All the riders were now aware of their King and some visitors in the stand and approached in an orderly manner to bow their King and to their guests and then left in the direction of some barracks. All, except one. It was the rider he had been observing, Mo Yuan realized.

With more than a little pride in his voice, the Horse King introduced him: “Please meet my only daughter, the youngest of my ten children, Princess Tian Gu (天鶻).”

The Princess bowed once more, this time formally greeting all of them in turn.

That Mo Yuan had mistaken her for a man was not surprising, she could easily pass for a young lad. She stood not too tall, was very slender, yet she conveyed stability and strength. Her skin was tanned, her eyebrows straight, and her eyes were of a most unusual dark shade of blue. She quickly dropped her gaze as their eyes met and blushed violently. He noticed that her hair was of the the same deep brown as the horse he had admired previously.

Lian Song had been right about one thing, she was certainly very beautiful.

The Horse King turned to Mo Yuan. “I know you wanted to test her. She will go freshen up, she will put on some suitable clothes, and then she will meet up with you later inside.”

“No need for unnecessary formalities,” Mo Yuan said and stood up, “I can talk to her now.”

He observed a brief flash of apprehension on the woman’s face as he approached, which was quickly replaced by determination.

“Greetings, High God,” she murmured with a soft, melodious voice that did not quite fit the iron-willed determination with which she had handled that wild stallion.

“High God Mo Yuan, please I have a request,” she added, her voice now betraying her nervousness, bowing once more to him.

“Please stand at ease,” he gestured to her. “Yes?”

She stood straight, but did not dare look at his face. Her eyes were fixed on the collar of his robe. “I ask you to reject my Father’s proposition.”

“I have already rejected a marriage alliance,” he said mildly.

“Ah,” she blushed again, this time even to the point where her whole face glowed in a deep, crimson red, “of course, he insisted to ask this, but we all knew... No, I meant the second proposition.”

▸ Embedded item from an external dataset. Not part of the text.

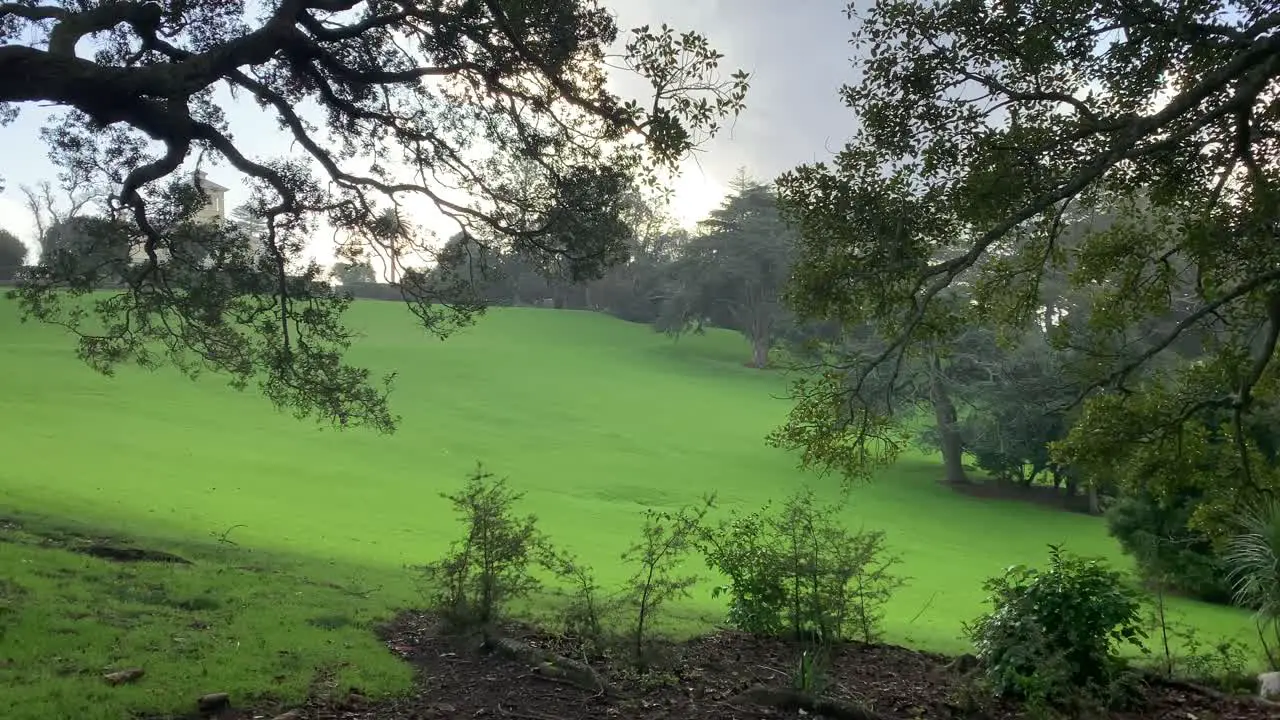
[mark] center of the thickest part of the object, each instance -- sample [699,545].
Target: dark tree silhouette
[496,112]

Genuinely surprised, Mo Yuan asked: “You don’t want to be a Kunlun disciple?”

“I would love nothing more. I just… I don’t…," she took a deep breath, “I would like to be chosen for my skills, not because of an alliance agreement between two tribes,” she blurted out.

He always looked for strength in people. For character. For people that had the ability to grow. For people who would excel. For people with determination. He didn’t answer directly, but gestured to the field: “Do you fight as well as you ride?”

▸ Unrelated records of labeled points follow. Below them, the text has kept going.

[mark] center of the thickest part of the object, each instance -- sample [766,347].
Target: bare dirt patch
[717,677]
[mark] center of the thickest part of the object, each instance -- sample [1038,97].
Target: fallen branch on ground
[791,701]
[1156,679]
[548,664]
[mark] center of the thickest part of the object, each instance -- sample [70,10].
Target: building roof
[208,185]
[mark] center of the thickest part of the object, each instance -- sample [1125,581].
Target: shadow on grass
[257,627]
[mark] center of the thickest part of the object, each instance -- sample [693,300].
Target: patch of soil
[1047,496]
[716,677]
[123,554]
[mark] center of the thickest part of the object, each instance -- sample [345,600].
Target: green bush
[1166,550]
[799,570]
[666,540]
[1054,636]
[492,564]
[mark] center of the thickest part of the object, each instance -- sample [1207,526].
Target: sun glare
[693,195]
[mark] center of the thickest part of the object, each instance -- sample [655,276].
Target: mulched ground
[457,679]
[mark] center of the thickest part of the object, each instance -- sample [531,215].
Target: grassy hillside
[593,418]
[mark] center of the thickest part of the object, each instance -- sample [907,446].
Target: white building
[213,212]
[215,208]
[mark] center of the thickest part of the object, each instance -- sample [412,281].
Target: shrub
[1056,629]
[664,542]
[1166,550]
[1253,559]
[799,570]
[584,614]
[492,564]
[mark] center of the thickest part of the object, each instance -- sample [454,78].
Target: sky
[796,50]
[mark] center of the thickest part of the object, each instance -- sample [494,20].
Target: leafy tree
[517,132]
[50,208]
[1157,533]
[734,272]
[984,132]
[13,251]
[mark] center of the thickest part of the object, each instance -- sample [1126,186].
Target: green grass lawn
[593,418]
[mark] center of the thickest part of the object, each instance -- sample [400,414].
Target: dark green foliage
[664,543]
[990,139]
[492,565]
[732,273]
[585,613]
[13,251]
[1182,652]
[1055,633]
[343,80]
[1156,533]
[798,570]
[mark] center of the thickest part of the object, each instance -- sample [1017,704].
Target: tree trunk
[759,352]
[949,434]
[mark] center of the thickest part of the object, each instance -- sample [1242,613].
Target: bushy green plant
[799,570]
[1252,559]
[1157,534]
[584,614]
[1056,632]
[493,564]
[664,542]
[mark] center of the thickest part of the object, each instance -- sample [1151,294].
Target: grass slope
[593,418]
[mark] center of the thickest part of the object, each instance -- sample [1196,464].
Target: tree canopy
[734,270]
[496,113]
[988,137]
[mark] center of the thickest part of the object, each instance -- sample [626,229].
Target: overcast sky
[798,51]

Looking faintly confused, she answered: “Almost, High God. I am the best rider in the Kingdom, but in Swordplay, I am second to my first brother. And only because he often doesn’t stick to the rules and is much heavier than I am.”

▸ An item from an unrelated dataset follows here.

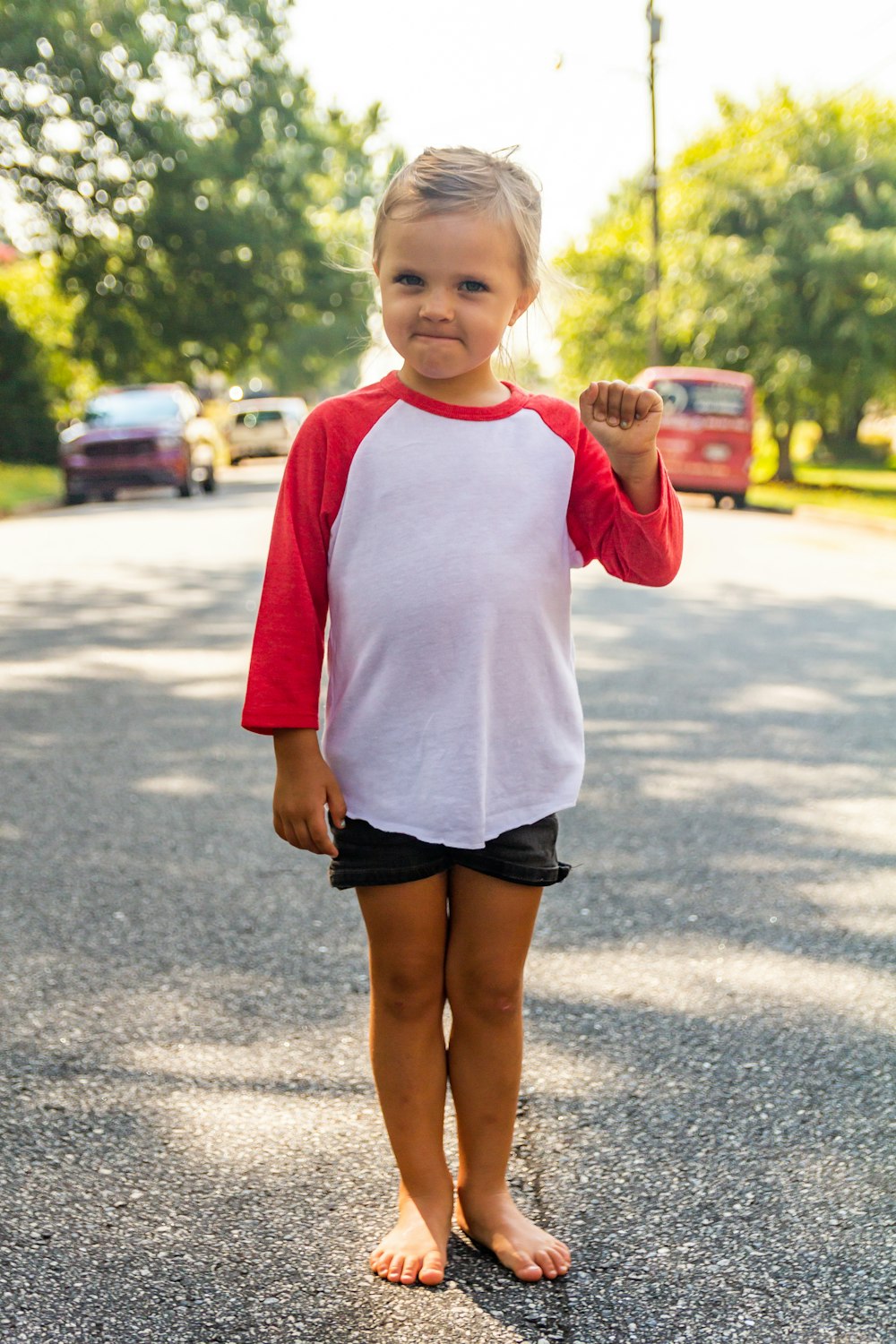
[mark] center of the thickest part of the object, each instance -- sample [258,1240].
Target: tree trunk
[785,465]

Mo Yuan suppressed a smile. “Have you been taught how to command an army?”

“Yes,” the Horse Princess said and very briefly looked into his eyes, “me and my brothers are the commanders of our troops.”

The decision was reached much more easily than he had thought it would. “Then I want you to stay near me as adjutant during the war. I will start to teach you as soon as your forces join ours. Come to Kunlun to find me.”

Tian Gu’s mesmerizing blue eyes grew round like the moon and she fell to her knees, overcome with joy. “I will not disappoint you, Shifu. I hope the war starts tomorrow!” she shouted, kowtowing in reference.

That, Mo Yuan thought with a sudden dampening of his spirits, was only something an unbled soldier would say. Someone who had never seen or smelled a real battlefield, someone who had never heard the cries of agony and desperation of the wounded, had never felt the crushing sadness one felt over the death of one’s friends and allies.

“And I hope we will all survive,” he said softly to her bowed back and turned away, to rejoin his party.